Dear Ms. Smartphone: I co-founded and run a small charity (HouseOfGoodDeeds.org) building community and helping others through altruism. We’ve been growing lately, partnering with other organizations and expanding our offerings. We have occasional small videoconferences with our organizers and volunteers, 3-5 attendees, but we anticipate bigger turnouts soon. My girlfriend is one of our main organizers, and we often are in the same place when these meetings are scheduled. She thinks it’s appropriate for the two of us to share the screen together, while I think it’s more professional for us to each be on our own devices for group calls. Who’s right? Leon, NY
Dear Leon: I checked out your site and kudos for helping out so many people in need. You must be even busier here in the time of Covid. You raise a fine question about digital etiquette and why your girlfriend wants to be on the videoconference, with a single device.
It’s worth exploring why she sees this is a value added proposition. Try to tease out her reasons and see if they make sense. Perhaps she is striving to make it look like TV news or the late night shows, where commentators and experts sit around the table and chat. Maybe as the charity grows, that will happen.
But, for today, here are few things to think about: first passwords and the security you have on the device. Sometimes couples go through turbulent times, and you don’t want your charity to be in jeopardy. This can never be easy for couples are joined at the digital hip.
View it as a Visitor?
If unity is your main goal, then maybe the shared screen is the right decision. But, look at your meeting as if you were a visitor. Some platforms ‘zoom’ into the voice so when the two of your are online together that could be confusing. What is the partner who is not speaking doing? And, are the two of you in full view or cut-off, particularly with picture- in -picture? In that case, you might need to sit further from the camera. It’s essential that you make the quality and professional appearance of the video conference your primary concern.

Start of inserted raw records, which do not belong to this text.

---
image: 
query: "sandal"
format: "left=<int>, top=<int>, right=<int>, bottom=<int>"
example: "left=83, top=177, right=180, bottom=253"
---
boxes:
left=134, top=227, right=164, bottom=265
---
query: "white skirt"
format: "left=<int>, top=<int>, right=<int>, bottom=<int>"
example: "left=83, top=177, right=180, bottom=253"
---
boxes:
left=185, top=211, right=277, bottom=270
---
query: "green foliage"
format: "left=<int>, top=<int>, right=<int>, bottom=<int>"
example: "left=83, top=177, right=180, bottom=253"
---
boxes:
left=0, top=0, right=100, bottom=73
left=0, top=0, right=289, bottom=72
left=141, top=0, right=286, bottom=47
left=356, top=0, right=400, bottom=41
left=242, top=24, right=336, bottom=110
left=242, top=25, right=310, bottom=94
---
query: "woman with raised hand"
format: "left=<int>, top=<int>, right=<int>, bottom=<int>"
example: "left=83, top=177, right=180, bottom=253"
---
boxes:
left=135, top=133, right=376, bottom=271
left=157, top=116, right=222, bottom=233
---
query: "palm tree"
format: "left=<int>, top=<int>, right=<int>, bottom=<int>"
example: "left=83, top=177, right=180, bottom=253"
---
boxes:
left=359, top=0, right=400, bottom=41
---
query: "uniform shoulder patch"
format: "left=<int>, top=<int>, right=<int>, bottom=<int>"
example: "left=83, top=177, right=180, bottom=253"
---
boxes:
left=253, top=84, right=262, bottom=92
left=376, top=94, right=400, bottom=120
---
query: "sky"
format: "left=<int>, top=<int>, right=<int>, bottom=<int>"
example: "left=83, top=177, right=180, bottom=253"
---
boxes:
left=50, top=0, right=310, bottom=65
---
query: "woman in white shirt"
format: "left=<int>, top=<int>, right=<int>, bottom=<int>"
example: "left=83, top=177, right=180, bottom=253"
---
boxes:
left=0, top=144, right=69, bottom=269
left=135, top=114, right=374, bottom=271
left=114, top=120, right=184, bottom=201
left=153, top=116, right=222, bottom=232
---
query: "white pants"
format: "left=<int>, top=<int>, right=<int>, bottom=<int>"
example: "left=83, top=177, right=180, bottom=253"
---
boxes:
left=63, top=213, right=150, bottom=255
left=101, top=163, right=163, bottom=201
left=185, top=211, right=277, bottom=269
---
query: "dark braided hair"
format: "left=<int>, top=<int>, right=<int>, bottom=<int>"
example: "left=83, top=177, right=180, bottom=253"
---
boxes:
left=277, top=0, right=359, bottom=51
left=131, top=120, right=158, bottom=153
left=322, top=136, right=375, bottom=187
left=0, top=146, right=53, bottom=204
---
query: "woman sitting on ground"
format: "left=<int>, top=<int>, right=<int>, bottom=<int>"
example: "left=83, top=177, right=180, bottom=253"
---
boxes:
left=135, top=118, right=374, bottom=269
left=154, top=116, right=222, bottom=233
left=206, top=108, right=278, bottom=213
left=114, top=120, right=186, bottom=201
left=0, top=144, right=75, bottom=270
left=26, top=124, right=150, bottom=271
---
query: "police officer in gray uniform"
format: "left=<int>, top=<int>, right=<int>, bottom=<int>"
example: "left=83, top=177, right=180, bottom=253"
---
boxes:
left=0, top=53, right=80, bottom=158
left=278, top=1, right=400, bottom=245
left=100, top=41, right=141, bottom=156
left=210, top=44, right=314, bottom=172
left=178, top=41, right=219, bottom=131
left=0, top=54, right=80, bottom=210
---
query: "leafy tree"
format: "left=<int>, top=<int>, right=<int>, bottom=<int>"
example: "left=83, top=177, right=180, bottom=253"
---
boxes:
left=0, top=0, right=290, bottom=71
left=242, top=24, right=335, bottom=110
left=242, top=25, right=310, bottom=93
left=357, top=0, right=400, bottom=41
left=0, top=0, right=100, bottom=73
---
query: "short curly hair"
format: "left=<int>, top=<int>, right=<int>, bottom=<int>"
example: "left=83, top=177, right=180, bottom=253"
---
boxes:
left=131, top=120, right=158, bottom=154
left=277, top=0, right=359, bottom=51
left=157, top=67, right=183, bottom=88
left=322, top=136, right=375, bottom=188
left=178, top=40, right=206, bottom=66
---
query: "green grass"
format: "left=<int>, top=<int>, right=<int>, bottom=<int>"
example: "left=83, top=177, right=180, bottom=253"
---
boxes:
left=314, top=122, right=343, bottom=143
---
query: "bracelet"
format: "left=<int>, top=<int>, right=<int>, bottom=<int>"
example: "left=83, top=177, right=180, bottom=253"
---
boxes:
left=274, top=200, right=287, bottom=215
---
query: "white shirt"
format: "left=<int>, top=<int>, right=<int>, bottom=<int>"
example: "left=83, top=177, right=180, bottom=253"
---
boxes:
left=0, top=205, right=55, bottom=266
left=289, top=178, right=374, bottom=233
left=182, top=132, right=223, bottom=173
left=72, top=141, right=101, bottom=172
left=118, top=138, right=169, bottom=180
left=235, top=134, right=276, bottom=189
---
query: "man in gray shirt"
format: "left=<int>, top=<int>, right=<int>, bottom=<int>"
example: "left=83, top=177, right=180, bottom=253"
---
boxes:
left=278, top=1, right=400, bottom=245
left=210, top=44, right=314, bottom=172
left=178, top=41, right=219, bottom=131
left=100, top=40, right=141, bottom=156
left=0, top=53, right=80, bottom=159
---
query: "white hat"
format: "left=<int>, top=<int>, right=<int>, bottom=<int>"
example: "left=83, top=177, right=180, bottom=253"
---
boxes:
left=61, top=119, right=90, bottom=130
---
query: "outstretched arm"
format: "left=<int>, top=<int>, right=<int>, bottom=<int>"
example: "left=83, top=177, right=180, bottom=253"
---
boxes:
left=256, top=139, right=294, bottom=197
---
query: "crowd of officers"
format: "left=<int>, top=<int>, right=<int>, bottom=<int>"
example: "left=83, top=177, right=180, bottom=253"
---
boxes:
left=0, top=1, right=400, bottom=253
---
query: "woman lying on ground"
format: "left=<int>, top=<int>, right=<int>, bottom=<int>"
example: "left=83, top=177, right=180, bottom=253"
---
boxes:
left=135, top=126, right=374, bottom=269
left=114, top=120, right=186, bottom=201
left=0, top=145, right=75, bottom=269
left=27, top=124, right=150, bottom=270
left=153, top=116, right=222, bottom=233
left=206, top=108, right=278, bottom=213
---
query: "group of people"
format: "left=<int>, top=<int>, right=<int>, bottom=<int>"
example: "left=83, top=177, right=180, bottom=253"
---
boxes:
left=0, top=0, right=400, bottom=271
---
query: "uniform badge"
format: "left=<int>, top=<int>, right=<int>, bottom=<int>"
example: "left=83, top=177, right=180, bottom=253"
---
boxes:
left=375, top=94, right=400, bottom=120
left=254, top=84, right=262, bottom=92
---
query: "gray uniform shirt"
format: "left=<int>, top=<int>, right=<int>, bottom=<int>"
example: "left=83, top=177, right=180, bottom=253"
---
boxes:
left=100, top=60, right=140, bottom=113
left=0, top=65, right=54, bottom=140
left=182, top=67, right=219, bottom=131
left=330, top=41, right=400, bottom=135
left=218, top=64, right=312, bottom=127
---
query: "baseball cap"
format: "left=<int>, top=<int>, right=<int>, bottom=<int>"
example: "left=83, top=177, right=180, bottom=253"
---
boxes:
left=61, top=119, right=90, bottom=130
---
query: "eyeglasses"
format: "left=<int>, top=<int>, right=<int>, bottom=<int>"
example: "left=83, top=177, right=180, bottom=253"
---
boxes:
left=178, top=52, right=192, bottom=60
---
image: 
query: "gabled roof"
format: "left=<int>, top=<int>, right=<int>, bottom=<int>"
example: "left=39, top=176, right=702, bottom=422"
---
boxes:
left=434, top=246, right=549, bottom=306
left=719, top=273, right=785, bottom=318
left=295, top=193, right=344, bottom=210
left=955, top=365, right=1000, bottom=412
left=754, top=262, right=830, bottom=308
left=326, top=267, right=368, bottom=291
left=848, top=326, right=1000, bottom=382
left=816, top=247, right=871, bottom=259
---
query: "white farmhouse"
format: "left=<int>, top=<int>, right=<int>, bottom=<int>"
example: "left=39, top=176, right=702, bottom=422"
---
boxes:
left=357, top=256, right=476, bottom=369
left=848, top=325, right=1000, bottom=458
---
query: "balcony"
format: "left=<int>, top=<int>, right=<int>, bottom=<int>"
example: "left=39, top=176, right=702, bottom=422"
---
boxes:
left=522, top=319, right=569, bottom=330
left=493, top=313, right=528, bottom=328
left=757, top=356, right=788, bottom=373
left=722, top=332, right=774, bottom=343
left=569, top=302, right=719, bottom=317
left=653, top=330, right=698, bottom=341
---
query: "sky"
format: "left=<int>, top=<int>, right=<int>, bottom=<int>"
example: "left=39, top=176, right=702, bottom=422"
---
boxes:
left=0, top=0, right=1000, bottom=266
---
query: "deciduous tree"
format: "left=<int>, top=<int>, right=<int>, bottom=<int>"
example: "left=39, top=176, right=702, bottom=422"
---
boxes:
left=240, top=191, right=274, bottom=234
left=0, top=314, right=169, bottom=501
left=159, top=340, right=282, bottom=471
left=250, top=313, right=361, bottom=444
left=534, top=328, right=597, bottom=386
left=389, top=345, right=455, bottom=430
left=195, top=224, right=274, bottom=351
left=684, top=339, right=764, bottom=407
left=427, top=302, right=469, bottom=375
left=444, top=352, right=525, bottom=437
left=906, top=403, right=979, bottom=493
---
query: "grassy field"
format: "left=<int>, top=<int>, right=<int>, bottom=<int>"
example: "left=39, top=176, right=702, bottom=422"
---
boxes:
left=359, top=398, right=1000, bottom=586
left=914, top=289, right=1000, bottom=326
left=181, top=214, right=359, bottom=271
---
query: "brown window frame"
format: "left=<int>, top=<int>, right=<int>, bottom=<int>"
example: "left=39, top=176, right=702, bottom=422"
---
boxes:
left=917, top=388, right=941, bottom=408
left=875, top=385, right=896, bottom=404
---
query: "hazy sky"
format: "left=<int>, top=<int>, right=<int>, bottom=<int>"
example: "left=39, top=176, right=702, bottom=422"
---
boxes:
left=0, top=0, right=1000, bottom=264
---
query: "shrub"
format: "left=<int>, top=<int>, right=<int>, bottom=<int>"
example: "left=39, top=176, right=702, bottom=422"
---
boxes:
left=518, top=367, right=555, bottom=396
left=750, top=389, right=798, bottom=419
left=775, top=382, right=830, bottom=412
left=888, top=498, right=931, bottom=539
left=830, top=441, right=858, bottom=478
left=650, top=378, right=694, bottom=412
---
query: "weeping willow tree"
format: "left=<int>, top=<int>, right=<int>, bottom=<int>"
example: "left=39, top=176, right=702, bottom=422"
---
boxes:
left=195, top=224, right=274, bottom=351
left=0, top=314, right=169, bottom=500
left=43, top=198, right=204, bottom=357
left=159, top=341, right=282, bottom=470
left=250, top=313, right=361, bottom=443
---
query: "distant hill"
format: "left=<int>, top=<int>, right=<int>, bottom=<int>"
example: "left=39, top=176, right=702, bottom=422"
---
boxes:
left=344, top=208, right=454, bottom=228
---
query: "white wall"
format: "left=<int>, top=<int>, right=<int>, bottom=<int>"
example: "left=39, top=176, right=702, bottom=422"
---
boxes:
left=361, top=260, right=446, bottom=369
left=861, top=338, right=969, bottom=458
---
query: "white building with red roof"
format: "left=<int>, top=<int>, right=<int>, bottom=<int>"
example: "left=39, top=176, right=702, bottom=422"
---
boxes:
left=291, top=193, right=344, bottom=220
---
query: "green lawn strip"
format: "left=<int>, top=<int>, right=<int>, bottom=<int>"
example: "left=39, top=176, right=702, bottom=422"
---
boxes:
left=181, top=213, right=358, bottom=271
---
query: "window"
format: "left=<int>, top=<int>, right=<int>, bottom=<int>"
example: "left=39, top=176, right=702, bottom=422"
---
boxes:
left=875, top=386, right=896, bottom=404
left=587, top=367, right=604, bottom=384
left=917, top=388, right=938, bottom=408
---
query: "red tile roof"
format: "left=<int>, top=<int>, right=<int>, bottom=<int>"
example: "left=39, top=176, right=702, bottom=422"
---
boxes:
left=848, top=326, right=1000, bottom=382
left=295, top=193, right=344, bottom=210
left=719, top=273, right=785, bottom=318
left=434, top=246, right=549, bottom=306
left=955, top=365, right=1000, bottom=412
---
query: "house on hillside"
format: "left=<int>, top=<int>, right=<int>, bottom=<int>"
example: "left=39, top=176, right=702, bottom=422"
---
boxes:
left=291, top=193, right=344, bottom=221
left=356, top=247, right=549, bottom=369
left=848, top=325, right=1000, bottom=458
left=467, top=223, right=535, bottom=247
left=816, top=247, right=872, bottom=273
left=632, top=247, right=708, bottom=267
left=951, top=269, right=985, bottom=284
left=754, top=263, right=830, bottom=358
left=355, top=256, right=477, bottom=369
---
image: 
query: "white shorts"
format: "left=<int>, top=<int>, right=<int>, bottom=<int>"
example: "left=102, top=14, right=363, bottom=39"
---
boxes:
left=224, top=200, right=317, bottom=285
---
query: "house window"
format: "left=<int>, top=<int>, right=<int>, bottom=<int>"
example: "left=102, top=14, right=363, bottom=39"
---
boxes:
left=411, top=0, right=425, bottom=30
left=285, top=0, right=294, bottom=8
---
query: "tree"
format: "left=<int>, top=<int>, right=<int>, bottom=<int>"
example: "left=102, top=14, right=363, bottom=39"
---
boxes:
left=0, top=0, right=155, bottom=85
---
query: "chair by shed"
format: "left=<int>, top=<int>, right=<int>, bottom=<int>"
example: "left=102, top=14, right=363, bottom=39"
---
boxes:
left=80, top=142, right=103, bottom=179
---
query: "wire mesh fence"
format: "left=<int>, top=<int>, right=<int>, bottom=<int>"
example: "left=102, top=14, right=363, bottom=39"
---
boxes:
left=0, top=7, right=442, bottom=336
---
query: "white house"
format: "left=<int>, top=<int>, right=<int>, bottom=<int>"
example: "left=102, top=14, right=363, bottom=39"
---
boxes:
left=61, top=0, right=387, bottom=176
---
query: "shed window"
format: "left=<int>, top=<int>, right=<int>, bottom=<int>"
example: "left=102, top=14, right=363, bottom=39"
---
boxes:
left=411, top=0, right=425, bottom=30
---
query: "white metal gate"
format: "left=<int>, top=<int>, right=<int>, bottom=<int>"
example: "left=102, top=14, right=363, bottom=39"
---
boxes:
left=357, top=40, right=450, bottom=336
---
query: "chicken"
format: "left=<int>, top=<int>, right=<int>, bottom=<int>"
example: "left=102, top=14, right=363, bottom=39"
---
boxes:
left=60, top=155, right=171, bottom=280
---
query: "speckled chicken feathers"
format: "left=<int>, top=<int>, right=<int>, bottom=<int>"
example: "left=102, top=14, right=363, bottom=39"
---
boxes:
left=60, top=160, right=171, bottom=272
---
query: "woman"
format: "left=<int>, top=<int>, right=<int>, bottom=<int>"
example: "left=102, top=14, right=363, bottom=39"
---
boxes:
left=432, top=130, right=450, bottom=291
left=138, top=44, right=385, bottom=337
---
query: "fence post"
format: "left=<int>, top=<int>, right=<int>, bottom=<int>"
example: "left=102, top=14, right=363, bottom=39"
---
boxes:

During Covid, churches and charities have found novel ways to be tech-savvy and engage new audiences (or lapsing ones). Here’s a headline: When God closes a church, he opens up a browser window! Can you take a lesson from them and explore new roles that will be complementary for your business such as private chat rooms, or additional screens with pictures and text? The two of you could work together to plan better online meetings amplified by more screens (just make sure she does not zoom bomb you!)
On a personal note, I can honestly say that during the lockdown, my husband and I share a screen, but only for virtual happy hour. If I had to do that more often, I am sure I would want bigger technology and a larger drink.